My python file is below.

import os  
from mp_api.client import MPRester  

with MPRester("ZiWsNasQOf0xOblqHoCg97K6Cu2kWk7B") as mpr:  
    structures = mpr.materials.summary.search(  
                elements = ["Co"],  
                chemsys = "Co-*",  
                energy_above_hull = (0, 0),  
                is_metal = True,  
                is_stable = True  
)  

with open("test.txt", "w") as file:  
    file.write(f"Number of documents: {len(structures)}\n\n")  

    if not structures:  
        file.write("No results found.\n")  
    else:  
        for idx, structure_summary in enumerate(structures):  
            material_id = structure_summary.material_id  
            formula = structure_summary.formula_pretty  
            sym = structure_summary.symmetry  

            structure = mpr.get_structure_by_material_id(material_id)  
#            cohesive = mpr.get_cohesive_energy_by_material_id(material_id, per_atom = True)  
            cohesive = mpr.get_cohesive_energy(material_id, per_atom = True)  
            primitive_cell = structure.get_primitive_structure()  

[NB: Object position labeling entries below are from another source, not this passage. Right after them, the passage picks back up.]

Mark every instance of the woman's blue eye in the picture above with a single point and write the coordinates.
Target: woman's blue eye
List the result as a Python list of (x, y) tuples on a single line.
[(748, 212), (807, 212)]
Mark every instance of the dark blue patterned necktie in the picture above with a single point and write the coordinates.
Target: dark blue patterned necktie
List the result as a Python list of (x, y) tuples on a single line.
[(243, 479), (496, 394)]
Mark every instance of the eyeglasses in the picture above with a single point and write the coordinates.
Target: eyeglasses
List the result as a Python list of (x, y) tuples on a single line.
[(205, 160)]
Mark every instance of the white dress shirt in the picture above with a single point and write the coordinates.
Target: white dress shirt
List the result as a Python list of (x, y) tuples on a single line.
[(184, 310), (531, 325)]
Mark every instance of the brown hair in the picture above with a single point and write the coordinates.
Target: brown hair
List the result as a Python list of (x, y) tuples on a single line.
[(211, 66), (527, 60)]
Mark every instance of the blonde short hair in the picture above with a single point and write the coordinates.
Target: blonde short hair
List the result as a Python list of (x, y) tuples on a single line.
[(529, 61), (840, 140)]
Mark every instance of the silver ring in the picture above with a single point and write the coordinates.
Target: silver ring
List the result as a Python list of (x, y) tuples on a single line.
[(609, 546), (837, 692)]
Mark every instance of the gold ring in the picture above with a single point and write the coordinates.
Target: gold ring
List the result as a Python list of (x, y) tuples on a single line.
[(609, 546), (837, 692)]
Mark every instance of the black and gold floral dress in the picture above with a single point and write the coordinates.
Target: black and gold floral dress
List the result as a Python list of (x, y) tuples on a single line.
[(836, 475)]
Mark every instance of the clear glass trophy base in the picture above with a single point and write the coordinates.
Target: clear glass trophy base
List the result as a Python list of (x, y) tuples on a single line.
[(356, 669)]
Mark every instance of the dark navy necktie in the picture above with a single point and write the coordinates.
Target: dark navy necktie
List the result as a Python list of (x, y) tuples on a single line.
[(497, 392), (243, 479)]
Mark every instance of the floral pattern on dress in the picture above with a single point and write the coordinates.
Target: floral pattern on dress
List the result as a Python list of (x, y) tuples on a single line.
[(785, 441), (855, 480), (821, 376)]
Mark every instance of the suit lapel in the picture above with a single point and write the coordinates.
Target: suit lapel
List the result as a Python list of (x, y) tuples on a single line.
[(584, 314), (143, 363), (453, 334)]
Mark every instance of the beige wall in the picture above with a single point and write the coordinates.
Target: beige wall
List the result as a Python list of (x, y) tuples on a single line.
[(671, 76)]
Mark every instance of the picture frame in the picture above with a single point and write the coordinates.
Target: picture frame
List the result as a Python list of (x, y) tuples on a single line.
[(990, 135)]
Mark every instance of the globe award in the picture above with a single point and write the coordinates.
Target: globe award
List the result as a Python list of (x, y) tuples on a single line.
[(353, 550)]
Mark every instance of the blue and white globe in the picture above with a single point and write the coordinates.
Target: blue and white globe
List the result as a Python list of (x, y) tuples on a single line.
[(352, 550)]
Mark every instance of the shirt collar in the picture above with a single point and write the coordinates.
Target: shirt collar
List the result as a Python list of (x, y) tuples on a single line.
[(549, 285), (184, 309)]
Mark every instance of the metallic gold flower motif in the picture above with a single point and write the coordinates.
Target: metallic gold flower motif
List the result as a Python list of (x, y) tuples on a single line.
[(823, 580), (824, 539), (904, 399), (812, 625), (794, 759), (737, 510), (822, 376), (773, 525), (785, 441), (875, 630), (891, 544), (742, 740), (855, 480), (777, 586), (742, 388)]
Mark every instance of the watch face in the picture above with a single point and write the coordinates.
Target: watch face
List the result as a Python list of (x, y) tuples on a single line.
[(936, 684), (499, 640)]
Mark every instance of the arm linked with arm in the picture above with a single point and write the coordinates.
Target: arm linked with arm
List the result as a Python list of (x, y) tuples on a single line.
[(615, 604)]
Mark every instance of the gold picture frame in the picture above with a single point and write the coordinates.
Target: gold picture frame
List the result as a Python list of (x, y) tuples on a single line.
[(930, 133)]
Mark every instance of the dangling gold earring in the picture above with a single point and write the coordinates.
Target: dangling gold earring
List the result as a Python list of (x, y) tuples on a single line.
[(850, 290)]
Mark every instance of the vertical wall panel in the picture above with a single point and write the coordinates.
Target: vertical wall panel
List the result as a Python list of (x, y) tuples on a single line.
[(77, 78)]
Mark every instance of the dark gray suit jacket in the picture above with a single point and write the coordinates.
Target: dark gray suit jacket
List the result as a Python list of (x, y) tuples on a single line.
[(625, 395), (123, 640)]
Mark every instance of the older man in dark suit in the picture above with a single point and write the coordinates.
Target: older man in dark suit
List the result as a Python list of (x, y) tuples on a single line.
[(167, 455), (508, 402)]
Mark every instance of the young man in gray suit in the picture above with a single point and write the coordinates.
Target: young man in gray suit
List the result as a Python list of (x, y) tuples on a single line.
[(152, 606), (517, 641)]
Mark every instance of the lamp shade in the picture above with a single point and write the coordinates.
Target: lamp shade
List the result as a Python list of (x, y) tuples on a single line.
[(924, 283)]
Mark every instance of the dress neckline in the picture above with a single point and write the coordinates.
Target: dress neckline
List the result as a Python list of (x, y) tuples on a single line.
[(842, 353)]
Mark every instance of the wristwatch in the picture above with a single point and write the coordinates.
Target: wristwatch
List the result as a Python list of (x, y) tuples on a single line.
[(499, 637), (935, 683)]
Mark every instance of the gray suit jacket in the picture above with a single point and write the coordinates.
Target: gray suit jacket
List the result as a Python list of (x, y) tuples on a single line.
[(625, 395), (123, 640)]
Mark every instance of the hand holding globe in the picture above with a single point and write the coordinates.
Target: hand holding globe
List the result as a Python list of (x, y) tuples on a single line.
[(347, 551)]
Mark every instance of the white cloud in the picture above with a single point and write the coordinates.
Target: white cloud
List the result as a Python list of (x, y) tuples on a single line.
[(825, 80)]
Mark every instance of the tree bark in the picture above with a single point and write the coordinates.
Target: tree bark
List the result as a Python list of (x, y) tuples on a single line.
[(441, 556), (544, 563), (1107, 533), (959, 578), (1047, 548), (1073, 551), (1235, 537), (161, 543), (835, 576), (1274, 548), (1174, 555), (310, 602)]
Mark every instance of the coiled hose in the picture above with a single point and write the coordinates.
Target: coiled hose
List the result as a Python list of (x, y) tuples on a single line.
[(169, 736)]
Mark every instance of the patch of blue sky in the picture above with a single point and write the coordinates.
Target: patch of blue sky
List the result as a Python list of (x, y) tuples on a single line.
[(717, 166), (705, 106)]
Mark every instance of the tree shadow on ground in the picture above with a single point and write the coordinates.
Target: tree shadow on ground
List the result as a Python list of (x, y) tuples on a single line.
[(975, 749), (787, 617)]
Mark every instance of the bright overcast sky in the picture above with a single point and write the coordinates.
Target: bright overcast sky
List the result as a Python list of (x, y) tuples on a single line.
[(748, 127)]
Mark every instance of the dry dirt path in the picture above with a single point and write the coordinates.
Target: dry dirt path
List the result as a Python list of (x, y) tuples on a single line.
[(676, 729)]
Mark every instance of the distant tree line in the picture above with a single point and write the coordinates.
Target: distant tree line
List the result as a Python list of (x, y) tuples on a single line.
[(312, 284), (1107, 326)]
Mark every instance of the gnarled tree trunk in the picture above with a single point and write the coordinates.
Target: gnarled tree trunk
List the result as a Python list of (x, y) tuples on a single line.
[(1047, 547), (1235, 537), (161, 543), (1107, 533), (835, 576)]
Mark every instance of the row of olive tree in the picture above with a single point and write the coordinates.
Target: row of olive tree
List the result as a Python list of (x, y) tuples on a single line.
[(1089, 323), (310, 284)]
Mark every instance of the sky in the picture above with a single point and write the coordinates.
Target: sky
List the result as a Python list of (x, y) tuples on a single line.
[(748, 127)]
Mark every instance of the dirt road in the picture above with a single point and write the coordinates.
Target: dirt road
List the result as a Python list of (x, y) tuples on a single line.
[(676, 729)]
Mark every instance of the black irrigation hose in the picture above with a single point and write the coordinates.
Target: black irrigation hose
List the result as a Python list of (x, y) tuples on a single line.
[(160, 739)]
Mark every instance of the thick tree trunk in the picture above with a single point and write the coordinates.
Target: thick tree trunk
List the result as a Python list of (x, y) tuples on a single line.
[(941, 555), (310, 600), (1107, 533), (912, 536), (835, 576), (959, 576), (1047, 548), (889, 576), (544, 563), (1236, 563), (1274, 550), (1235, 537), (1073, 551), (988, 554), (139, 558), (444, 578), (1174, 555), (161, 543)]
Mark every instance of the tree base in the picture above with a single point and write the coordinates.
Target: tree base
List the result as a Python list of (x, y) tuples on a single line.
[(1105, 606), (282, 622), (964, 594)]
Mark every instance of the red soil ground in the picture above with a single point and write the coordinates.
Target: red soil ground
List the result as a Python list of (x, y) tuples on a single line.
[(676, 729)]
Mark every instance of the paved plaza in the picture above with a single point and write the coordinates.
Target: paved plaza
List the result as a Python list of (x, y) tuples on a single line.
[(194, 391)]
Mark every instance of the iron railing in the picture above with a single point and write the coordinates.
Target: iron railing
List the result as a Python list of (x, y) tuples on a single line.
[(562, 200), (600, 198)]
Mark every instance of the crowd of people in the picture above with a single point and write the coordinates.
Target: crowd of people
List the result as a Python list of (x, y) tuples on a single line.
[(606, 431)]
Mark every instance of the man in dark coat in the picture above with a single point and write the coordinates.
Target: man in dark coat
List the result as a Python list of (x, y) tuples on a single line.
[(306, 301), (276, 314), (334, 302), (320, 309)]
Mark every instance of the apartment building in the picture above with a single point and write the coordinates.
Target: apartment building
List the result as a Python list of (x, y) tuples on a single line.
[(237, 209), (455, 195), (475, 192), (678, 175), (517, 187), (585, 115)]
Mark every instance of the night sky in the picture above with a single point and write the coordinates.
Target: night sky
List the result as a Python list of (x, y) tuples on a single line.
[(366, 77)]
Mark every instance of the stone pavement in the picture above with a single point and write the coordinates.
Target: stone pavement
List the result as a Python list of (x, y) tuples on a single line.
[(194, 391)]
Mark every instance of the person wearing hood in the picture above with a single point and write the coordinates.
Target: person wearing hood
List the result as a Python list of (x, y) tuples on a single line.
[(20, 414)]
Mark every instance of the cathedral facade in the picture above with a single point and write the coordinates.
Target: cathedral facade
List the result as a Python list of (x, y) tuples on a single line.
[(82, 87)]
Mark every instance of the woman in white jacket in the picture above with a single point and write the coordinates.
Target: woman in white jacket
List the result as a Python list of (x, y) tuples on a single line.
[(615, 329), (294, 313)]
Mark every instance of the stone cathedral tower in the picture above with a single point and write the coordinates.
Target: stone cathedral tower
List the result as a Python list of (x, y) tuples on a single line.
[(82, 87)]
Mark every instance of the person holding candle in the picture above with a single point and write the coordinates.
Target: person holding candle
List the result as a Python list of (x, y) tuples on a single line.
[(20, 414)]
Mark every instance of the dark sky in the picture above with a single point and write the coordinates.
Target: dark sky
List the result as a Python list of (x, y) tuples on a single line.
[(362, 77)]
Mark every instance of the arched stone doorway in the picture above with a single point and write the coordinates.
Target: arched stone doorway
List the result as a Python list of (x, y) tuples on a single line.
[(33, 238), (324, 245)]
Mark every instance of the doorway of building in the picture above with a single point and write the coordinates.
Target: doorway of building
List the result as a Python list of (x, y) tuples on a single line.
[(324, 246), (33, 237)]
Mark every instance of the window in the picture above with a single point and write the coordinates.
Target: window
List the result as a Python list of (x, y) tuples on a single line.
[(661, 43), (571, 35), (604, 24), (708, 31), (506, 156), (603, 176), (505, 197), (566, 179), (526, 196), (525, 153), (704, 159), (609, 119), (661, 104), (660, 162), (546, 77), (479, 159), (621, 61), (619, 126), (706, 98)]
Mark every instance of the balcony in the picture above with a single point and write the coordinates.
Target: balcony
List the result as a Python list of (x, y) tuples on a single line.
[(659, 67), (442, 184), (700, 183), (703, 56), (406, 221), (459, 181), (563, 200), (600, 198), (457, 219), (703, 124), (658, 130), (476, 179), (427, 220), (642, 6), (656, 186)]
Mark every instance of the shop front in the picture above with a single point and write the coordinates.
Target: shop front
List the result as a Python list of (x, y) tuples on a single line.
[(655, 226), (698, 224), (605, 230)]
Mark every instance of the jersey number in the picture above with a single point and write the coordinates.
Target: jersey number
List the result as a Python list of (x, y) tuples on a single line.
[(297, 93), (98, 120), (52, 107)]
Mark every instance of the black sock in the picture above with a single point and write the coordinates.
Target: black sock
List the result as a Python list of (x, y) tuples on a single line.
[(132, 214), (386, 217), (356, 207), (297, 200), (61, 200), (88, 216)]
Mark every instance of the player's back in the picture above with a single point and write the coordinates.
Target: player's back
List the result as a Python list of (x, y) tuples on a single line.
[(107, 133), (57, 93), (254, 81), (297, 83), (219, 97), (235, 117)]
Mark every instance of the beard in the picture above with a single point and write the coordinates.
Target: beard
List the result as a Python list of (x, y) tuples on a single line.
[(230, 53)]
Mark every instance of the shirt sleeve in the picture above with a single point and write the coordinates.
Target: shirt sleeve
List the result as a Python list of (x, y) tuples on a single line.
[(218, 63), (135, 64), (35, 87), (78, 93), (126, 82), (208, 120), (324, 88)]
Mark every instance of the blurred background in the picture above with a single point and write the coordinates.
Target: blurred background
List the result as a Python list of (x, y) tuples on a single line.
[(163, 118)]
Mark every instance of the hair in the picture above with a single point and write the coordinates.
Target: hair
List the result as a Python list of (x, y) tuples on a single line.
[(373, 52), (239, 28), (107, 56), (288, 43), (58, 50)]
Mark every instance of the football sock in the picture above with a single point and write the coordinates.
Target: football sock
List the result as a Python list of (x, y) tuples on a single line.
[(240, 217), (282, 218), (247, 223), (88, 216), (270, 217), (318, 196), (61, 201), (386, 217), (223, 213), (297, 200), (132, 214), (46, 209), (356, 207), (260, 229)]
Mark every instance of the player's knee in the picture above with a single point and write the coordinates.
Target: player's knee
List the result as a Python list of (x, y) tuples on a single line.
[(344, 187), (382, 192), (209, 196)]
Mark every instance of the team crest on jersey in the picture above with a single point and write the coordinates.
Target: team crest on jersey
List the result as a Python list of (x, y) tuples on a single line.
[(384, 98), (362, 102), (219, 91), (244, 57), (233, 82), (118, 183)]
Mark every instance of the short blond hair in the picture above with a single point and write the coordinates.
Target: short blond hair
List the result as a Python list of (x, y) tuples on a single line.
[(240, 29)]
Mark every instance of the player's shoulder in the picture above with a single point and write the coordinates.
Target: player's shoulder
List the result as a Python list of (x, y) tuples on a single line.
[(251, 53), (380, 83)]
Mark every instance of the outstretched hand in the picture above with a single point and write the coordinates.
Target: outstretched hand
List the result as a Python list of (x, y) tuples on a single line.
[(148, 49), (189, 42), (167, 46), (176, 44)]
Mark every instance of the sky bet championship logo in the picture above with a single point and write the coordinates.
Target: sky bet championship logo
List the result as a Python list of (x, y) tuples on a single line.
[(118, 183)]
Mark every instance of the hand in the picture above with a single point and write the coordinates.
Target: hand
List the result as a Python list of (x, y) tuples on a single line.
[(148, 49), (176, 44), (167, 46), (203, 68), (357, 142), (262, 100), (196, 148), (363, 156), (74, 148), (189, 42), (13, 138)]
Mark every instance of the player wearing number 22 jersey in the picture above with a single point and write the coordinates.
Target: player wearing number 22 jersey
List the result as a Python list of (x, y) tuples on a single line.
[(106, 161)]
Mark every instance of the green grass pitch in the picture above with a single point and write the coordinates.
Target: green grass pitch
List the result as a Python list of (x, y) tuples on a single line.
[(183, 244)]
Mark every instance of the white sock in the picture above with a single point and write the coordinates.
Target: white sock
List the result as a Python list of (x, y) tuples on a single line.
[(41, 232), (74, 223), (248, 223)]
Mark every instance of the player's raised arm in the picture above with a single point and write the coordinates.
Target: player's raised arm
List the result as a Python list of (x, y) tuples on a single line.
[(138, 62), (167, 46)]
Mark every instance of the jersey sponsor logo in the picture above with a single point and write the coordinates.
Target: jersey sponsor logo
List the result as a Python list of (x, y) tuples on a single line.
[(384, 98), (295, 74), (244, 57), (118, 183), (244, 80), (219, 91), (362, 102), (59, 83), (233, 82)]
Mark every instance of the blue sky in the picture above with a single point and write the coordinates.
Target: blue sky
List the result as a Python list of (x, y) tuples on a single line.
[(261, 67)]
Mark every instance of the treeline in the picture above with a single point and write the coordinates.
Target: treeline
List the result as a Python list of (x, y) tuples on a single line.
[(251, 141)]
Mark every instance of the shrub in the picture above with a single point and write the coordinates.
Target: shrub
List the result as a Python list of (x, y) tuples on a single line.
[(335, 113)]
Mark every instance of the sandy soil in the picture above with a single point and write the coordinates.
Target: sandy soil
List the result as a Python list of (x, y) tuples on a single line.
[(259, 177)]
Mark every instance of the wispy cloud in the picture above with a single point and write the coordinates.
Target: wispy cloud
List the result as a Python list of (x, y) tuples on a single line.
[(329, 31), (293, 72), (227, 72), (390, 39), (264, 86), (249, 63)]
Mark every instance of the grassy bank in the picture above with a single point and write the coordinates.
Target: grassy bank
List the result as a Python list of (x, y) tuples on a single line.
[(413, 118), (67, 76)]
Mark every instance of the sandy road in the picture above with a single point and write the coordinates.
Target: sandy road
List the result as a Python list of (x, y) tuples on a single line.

            cif_filename = f"{formula}.cif"  
            primitive_cell.to(filename = cif_filename)  

            file.write(f"--- Document {idx + 1} ---\n")  
            file.write(f"Material ID: {material_id}\n")  
            file.write(f"Symmetry: {sym}\n")  
            file.write(f"Cohesive: {cohesive}\n")  
            file.write(f"Primitive Structure:\n{primitive_cell}\n")  
            file.write('-' * 40 + "\n")  
            file.write("\n\n")

However, the following error occurs. Is it not possible to use mpr.get_cohesive in our mp_api.client as referenced above?

Traceback (most recent call last):
File “/home/-/MP_API/API/Test_Cohesive.py”, line 35, in
cohesive = mpr.get_cohesive_energy(material_id, per_atom = True)
^^^^^^^^^^^^^^^^^^^^^^^
File “/home/-/anaconda3/lib/python3.11/site-packages/mp_api/client/mprester.py”, line 399, in getattr
raise AttributeError(
AttributeError: ‘MPRester’ object has no attribute ‘get_cohesive_energy’

Best regards.

Hello,

I tried downloading the entire data as you mentioned in the form of documentation (mp_docs.json), but I’m not sure how to sort using the .json file. When I open this file itself, the capacity is too large (almost 2GB) and there’s an issue where the shell itself stops.

Moreover, even if I try to extract the file to Windows for post-processing, it’s difficult because the file size is too large. Can you explain again exactly how to sort using the json file?